1. Why use HUVEC as a model of endothelial cells, I suggest to introduce it in the part of introduction and discuss other experimental endothelial cells model.
2. If there are some different characteristics between HUVEC and other endothelial cells, I suggest changing the topic …”HUMAN ENDOTHELIAL CELLS” to HUVEC.
3. The rational of the dose of E2 (1 nmol/l) and the time periods of 24 hours that treated in HUVEC are suggested to state.

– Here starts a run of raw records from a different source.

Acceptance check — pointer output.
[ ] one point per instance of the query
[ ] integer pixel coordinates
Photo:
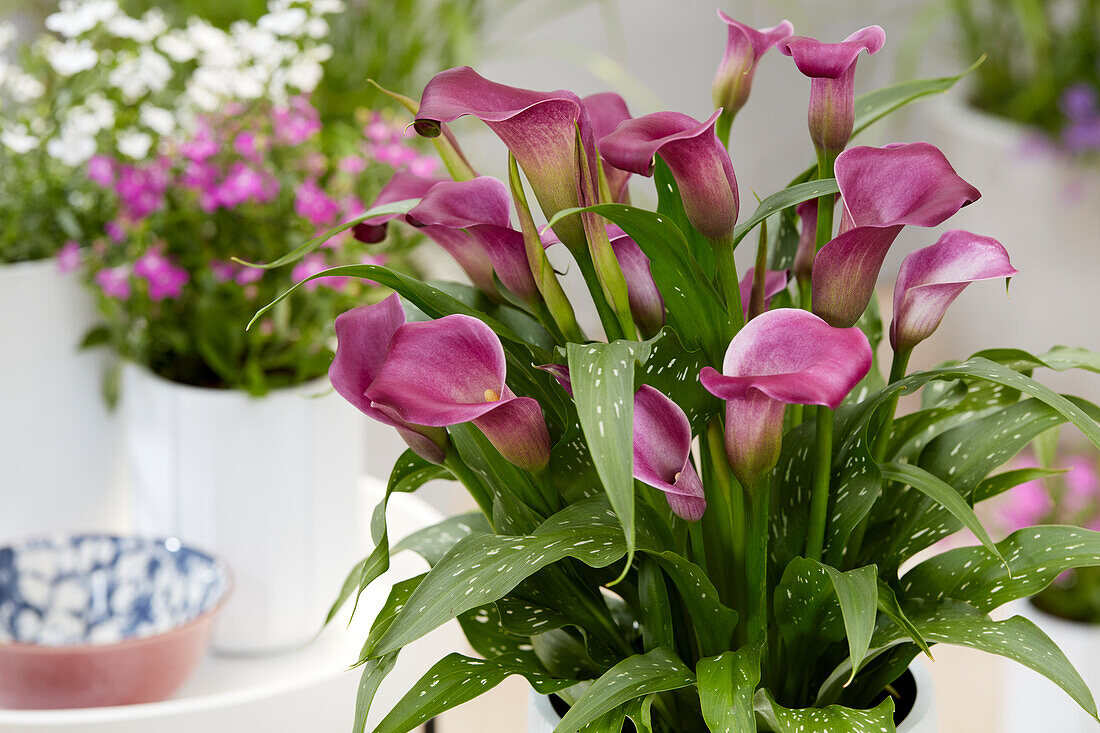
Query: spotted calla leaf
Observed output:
(659, 670)
(726, 685)
(857, 483)
(1036, 555)
(944, 494)
(825, 720)
(409, 473)
(452, 680)
(435, 542)
(483, 568)
(603, 386)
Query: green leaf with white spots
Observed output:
(659, 670)
(806, 610)
(891, 609)
(1036, 555)
(694, 307)
(409, 473)
(435, 542)
(603, 386)
(713, 621)
(1016, 638)
(452, 680)
(996, 485)
(825, 720)
(374, 673)
(484, 568)
(857, 483)
(858, 593)
(943, 494)
(726, 686)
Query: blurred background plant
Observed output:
(1069, 496)
(1042, 63)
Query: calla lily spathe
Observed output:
(744, 48)
(882, 189)
(932, 277)
(647, 305)
(662, 452)
(404, 185)
(363, 337)
(606, 111)
(696, 157)
(782, 357)
(540, 129)
(832, 72)
(450, 371)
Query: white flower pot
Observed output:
(1032, 702)
(267, 483)
(58, 448)
(541, 717)
(1045, 209)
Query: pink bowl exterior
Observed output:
(149, 669)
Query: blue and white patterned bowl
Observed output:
(94, 620)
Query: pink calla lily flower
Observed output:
(450, 371)
(647, 306)
(781, 357)
(470, 219)
(774, 282)
(699, 162)
(932, 277)
(744, 48)
(832, 72)
(606, 111)
(538, 128)
(404, 185)
(363, 337)
(882, 189)
(662, 452)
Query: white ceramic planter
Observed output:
(57, 439)
(1032, 702)
(922, 719)
(1046, 212)
(267, 483)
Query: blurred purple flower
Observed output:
(114, 282)
(314, 204)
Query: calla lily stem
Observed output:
(823, 468)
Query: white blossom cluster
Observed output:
(149, 80)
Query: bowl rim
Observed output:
(23, 647)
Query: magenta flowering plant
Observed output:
(246, 183)
(705, 514)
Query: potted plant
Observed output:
(51, 108)
(699, 520)
(1065, 490)
(231, 440)
(1030, 113)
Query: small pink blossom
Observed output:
(165, 279)
(296, 122)
(248, 275)
(352, 164)
(101, 171)
(114, 282)
(315, 205)
(222, 271)
(68, 256)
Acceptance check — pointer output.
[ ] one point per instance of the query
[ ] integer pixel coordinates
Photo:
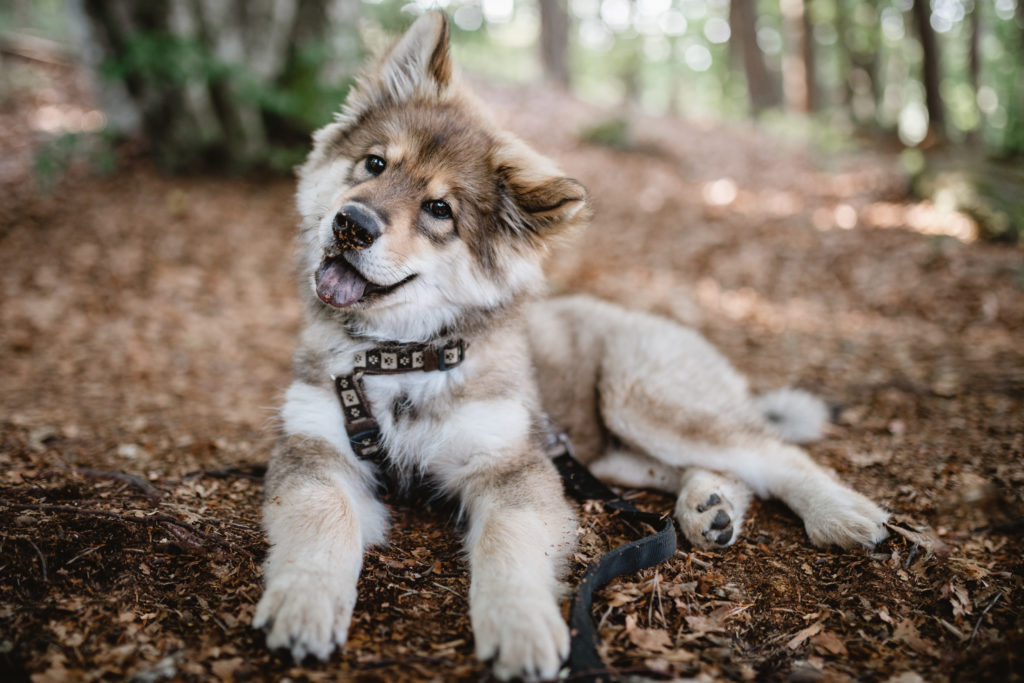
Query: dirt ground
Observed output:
(145, 329)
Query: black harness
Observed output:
(365, 435)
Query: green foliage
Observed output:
(54, 156)
(988, 191)
(292, 107)
(613, 132)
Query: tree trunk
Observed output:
(761, 86)
(810, 58)
(930, 71)
(798, 60)
(212, 81)
(555, 42)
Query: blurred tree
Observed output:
(762, 87)
(930, 69)
(799, 83)
(226, 82)
(555, 41)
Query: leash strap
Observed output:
(584, 663)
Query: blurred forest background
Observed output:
(240, 84)
(830, 190)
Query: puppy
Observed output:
(424, 356)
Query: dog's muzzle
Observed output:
(355, 227)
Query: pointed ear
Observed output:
(545, 201)
(420, 57)
(418, 63)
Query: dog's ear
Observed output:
(541, 200)
(418, 65)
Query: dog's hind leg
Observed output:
(711, 506)
(833, 513)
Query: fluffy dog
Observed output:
(424, 357)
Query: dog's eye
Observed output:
(438, 209)
(375, 165)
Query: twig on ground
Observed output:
(42, 560)
(254, 472)
(151, 520)
(981, 619)
(130, 479)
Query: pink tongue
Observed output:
(338, 284)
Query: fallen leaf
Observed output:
(829, 642)
(906, 632)
(804, 634)
(652, 640)
(224, 669)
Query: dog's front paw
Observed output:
(524, 636)
(305, 612)
(843, 517)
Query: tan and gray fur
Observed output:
(460, 217)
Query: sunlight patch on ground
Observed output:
(799, 314)
(923, 217)
(67, 119)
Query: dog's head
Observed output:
(417, 210)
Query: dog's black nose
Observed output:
(356, 227)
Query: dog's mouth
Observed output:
(341, 286)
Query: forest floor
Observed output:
(145, 331)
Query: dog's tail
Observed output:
(797, 415)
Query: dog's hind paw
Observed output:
(845, 518)
(305, 613)
(523, 637)
(711, 509)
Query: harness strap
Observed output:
(584, 663)
(360, 425)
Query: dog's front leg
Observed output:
(320, 516)
(519, 536)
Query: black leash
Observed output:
(365, 435)
(584, 663)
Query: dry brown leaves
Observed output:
(145, 331)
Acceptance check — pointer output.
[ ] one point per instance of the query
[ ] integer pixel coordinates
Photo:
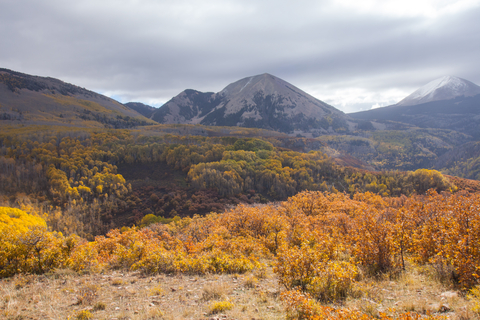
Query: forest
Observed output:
(92, 200)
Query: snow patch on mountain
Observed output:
(444, 88)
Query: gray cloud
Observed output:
(149, 51)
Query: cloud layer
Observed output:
(351, 54)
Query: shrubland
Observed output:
(321, 245)
(229, 206)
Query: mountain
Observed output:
(40, 100)
(145, 110)
(446, 103)
(262, 101)
(445, 88)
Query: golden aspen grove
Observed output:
(79, 200)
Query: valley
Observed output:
(259, 192)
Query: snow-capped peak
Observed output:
(444, 88)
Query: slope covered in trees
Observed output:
(320, 244)
(74, 174)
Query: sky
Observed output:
(352, 54)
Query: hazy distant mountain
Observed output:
(39, 100)
(143, 109)
(445, 88)
(262, 101)
(446, 103)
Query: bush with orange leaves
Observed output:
(301, 306)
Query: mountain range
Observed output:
(446, 103)
(434, 127)
(40, 100)
(262, 101)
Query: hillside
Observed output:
(262, 101)
(145, 110)
(447, 103)
(30, 99)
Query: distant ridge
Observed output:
(261, 101)
(143, 109)
(44, 100)
(445, 88)
(447, 103)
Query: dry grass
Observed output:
(417, 290)
(117, 295)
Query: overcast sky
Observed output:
(353, 54)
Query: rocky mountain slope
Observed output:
(39, 100)
(145, 110)
(262, 101)
(445, 88)
(446, 103)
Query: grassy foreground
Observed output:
(131, 295)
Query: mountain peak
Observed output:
(260, 101)
(444, 88)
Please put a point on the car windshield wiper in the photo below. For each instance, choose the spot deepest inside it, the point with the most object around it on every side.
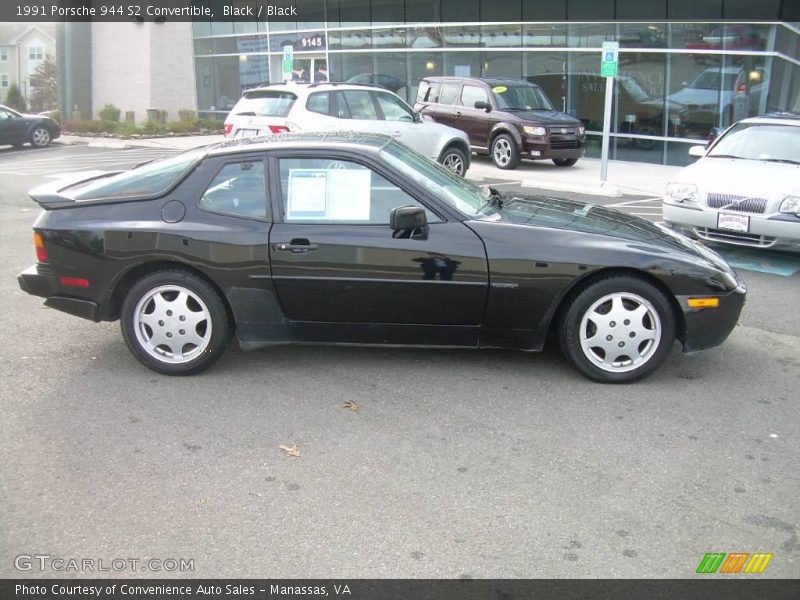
(785, 160)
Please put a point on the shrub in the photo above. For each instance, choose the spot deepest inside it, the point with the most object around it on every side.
(109, 113)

4.The network analysis could provide as a screening tool to realize the estradiol effect, I suggest the author describe the limitation of the results, and give some comments on how to combine with the functional study to confirm the correction of the network.  

Author Response

In this study, the author used HUVEC as a model to evaluate the miRNA-transcription factor- downstream genes that control the transcriptomic changes in estradiol treated endothelial cells.

The biological roles of estradiol in endothelial cells is worthy to be investigated, the study design and methods are appropriated. Only some questions are suggested to clearly descript.   

1. Why use HUVEC as a model of endothelial cells, I suggest to introduce it in the part of introduction and discuss other experimental endothelial cells model.

We thank the reviewer for this comment. HUVECs are a widely used endothelial cell model because of their human origin and the high isolation success rate compared to other primary mouse endothelial cells. In addition, HUVEC have been validated as an excellent primary mature endothelial cell model to study a broad range of biological mechanisms where endothelium is involved, including inflammation, cardiovascular diseases, cancer, and regenerative medicine.

Following reviewer’s suggestion, the rationale to use HUVEC as a model of endothelial cells has been incorporated in Introduction section.

2. If there are some different characteristics between HUVEC and other endothelial cells, I suggest changing the topic …”HUMAN ENDOTHELIAL CELLS” to HUVEC.

We have carefully considered your suggestion. However, we consider the use of the acronym HUVEC in the title should be explained, resulting in a very large topic, and we maintain the topic as in the original version. Moreover, the rationale to use HUVEC in the study has been addressed, as stated before.

3. The rational of the dose of E2 (1 nmol/l) and the time periods of 24 hours that treated in HUVEC are suggested to state.

Thanks to the reviewer for the comment. We used 1 nmol/l E2 as it is a physiological concentration in humans. In addition, previous studies from our group using a range of concentrations and different timepoints showed that the treatment of endothelial cells in vitro with 1 nmol/l  E2 during 24h regulates important endothelial pathways such as the production of prostacyclin (PMID: 20110403), nitric oxide (PMID: 22982060), and angiotensin (PMID: 26562171).

4. The network analysis could provide as a screening tool to realize the estradiol effect, I suggest the author describe the limitation of the results, and give some comments on how to combine with the functional study to confirm the correction of the network.

We thanks the reviewer for the comment. There was no functional validation of the findings of this study. Our next efforts will be focused on validating the data obtained in this study to better understand the effects of E2 on endothelial cell. Anyway, we add this limitation in the last paragraph of the Discussion section following reviewer’s suggestion.